The One-Inch Barrier takes a look at the Academy Awards' Best International Feature category, known through 2018 as Best Foreign Language Film. Its name is derived from one of Bong Joon-ho's acceptance speeches, in which he said he hoped more people would take to watching films in other languages and not be put off by the "one-inch barrier" of subtitles. The podcast's host Carlos takes that idea and runs with it; every episode, he and a guest watch and discuss the five nominees of a given year, some of them readily available, some of them hard-to-track-down rarities, a good many of them forgotten - yesterday's Oscar nominee is today's footnote.
Carlos asked me to guest for the episode concerning 1985 back in February, which featured this lineup:
Angry Harvest, West Germany
dir: Agnieszka Holland
pr: Artur Brauner / Klaus Riemer
scr: Paul Hengge & Agnieszka Holland
cin: Jozef Ort-Snep
It's World War II, and a poor peasant has become a wealthy landowner thanks to the confiscation of property formerly owned by Jews. He finds a woman, who has leaped from a train bound for the camps, in the woods and "rescues" her, his initial safekeeping devolving into sexual slavery as he keeps her locked up and rapes her at will. It's a depressing movie, well-mounted by director Holland, but god, I'm never going to watch it again.
Colonel Redl, Hungary
dir: István Szabó
pr: Manfred Durniok
scr: István Szabó and Péter Dobai
cin: Lajos Koltai
Charts the rise and fall of the blankly ambitious Colonel Redl in the Austro-Hungarian empire, whose devotees have no idea that it's about to be upended by the assassination of Franz Ferdinand. A film about a homosexual, yet one whose own queerness is so curiously muted, except when it isn't, that many scenes feel, I don't know, confusing. Despite some of my misgivings, though, it is the most gorgeous movie here (hey, hey, Koltai!), and in the ensuing months, I've thought about it more than many of the others. So maybe it's good, even great!

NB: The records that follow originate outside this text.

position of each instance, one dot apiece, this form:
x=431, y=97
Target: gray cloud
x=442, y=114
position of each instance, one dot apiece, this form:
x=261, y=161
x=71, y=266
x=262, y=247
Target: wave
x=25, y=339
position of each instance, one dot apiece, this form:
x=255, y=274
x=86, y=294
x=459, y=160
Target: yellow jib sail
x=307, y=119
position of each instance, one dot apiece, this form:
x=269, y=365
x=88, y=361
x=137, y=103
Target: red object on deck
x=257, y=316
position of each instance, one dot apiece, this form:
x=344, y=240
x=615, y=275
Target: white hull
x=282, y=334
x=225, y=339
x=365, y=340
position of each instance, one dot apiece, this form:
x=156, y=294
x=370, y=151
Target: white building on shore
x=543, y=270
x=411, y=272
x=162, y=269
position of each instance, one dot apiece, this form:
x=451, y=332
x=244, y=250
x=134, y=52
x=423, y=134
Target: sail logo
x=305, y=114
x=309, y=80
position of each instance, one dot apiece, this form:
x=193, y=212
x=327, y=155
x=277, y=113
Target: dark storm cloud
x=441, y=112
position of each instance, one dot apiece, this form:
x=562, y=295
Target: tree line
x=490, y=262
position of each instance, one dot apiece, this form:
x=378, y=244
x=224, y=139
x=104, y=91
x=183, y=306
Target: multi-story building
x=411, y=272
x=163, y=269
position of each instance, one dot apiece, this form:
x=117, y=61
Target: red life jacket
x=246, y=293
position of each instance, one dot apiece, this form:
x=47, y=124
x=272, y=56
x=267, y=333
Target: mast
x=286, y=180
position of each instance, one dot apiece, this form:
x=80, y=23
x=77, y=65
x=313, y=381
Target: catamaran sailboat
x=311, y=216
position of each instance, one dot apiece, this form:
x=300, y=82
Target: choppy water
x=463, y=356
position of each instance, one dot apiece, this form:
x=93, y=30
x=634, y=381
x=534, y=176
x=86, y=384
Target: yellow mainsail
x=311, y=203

The Official Story, Argentina
dir: Luis Puenzo
pr: Marcelo Piñeyro
scr: Aída Bortnik / Luis Puenzo
cin: Félix Monti
A woman begins to realize that her beloved adopted daughter may only be hers because the real parents were "disappeared" during the recently-ended military dictatorship. The only film to be nominated for a competitive Oscar - Best Original Screenplay - lead actress Norma Aleandro was also named Best Actress by the New York Film Critics Circle. It is a great movie, a devastating but not humorless one. Aleandro is great; so are Chunchuna Villafañe, Patricio Contreras and Héctor Alterio. Similar subject is also covered in a Best Documentary nominee of the same year, The Mothers of Plaza del Mayo, about the organization of women who gather daily to demand information about their disappeared family; same organization is spotlighted in this film.
Three Men and a Cradle, France
dir/scr: Coline Serreau
pr: Jean-François Lepetit
cin: Jean-Jacques Bouhon / Jean-Yves Escoffier
You've seen Three Men and a Baby, you know the plot: three bachelors wind up raising a child, at first reluctantly, then embracing the unusual family they've formed. Meanwhile, some kind of drug plot, but that's whatever. It's a treat to see how each guy warms to the role of father: in one scene, one of them acts put-upon at having to take care of the kid, only to immediately go into baby talk and warmth as soon as his roommates leave the house. Wholesome!
When Father Was Away on Business, Yugoslavia
dir: Emir Kusturica
pr: Mirza Pasic
scr: Abdulah Sidran
cin: Vilko Filac
The "business" of the title is a reference to prison, where an adulterous family patriarch is sent after making a careless comment about a cartoon regarding the recent tension between Yugoslavia's Tito and the USSR's Stalin. The film is told from the point of view of the son Malik, and so includes details of growing up such as first love and subsequent heartbreak, school contests, sleepwalking, and general tomfoolery with friends. The film opens with its best illustration of the political turmoil of the period and place, as one character sings Mexican songs so that even his humming cannot be interpreted as a political stance. Right up there with films like Hope and Glory and The 400 Blows, a coming-of-age film with solid performances and fine plotting.
Again, you can listen to the full episode here, but I was very sleep-deprived when we recorded, so...forgive me. Anyway, that's what started me on this journey that we'll be continuing over the next month.